La Policía Nacional del Ecuador logró capturar a tres personas señaladas como presuntas responsables de secuestro extorsivo y extorsión en diferentes operativos desplegados en la provincia de Esmeraldas. Estas acciones forman parte de la Estrategia Operacional 3D, lideradas por la Unidad Nacional Antisecuestro y Extorsión (UNASE), y refuerzan el combate a los delitos que afectan la seguridad ciudadana.

Resultados inmediatos en la lucha contra el crimen

El 13 de mayo de 2026, unidades policiales realizaron operativos simultáneos y coordinados tras investigaciones que permitieron identificar a los implicados. En una primera intervención, los agentes detuvieron a un ciudadano vinculado a un caso de secuestro extorsivo ocurrido en octubre de 2025 en la parroquia Chamanga, cantón Muisne, donde una familia había sido víctima de este delito.

Rubén A., fue aprehendido y puesto a disposición de la autoridad judicial. Su detención representa un avance en la investigación de este tipo de delitos, que han generado inquietud en distintas zonas de la provincia de Esmeraldas.
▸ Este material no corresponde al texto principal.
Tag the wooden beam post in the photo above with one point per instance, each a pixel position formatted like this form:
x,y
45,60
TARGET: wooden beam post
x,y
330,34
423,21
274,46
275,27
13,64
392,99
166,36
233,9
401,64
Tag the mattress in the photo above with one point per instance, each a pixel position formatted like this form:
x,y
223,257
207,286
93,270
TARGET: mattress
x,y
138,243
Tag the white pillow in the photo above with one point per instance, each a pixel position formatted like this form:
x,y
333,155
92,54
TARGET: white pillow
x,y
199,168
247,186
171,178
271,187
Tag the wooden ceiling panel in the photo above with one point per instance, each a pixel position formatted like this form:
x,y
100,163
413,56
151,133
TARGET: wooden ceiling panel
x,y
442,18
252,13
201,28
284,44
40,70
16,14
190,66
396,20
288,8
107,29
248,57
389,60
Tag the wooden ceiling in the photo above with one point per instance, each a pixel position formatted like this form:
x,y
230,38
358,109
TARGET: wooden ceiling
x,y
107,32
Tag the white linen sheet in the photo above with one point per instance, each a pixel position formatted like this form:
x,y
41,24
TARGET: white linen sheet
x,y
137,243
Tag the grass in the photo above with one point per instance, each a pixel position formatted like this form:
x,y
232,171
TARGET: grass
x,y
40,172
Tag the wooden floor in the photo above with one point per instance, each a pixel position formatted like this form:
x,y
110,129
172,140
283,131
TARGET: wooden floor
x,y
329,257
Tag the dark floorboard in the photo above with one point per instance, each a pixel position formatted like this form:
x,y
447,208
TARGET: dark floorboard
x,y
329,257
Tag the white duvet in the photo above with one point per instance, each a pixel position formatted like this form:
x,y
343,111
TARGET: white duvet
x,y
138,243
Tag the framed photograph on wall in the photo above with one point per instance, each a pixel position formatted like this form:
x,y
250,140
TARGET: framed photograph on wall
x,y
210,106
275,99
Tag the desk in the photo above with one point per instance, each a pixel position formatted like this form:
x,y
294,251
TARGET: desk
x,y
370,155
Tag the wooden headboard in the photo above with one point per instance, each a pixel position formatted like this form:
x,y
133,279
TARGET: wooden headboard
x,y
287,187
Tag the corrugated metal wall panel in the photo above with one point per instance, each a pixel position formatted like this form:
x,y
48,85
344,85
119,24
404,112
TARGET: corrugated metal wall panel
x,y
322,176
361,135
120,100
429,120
Aprehensión de otros sospechosos vinculados a casos de extorsión

En el desarrollo de las acciones policiales, también se logró la aprehensión de dos ciudadanos supuestamente asociados al delito de extorsión contra comerciantes del sur de Esmeraldas. Los trabajos de inteligencia permitieron determinar que existía un esquema de amenazas y exigencias económicas coordinadas entre distintas provincias.

Las pesquisas revelaron que las extorsiones se coordinaban tanto desde la provincia de Pastaza como desde un centro de privación de libertad en Guayas, ampliando el alcance de la acción policial y evidenciando la conexión interestatal de estas actividades delictivas.

Detalles de los implicados y cómo operaban

Entre los detenidos figuran una persona privada de libertad, identificada como Víctor P., y una ciudadana de nombre Carla P., capturada en Pastaza. Las autoridades presumen que desde el interior de la cárcel, mediante comunicaciones externas, se planificaban y ejecutaban las amenazas a comerciantes, exigiendo pagos bajo intimidación.

La modalidad utilizada involucraba contactos telefónicos y mensajes amenazantes, lo que ponía en riesgo la tranquilidad de empresarios y sus familias. Estas acciones buscaban obtener beneficios económicos de manera ilícita, afectando el tejido social y económico de la zona.

Compromiso permanente de la Policía Nacional

En el contexto de estos operativos, la Policía Nacional reafirmó que trabaja de manera permanente para combatir delitos que atentan contra la seguridad de los ciudadanos. Se fortalece así el enfoque en la prevención y la respuesta oportuna para garantizar la tranquilidad en todo el territorio nacional.

Estas intervenciones son parte de un esfuerzo conjunto que combina inteligencia, análisis y ejecución operativa para enfrentar el crimen organizado y proteger a las comunidades de hechos violentos, tales como secuestro y extorsión.

Con la captura de Rubén A., Víctor P. y Carla P., las autoridades esperan avanzar en el esclarecimiento de otros casos relacionados y frenar la incidencia de este tipo de delitos en las provincias afectadas.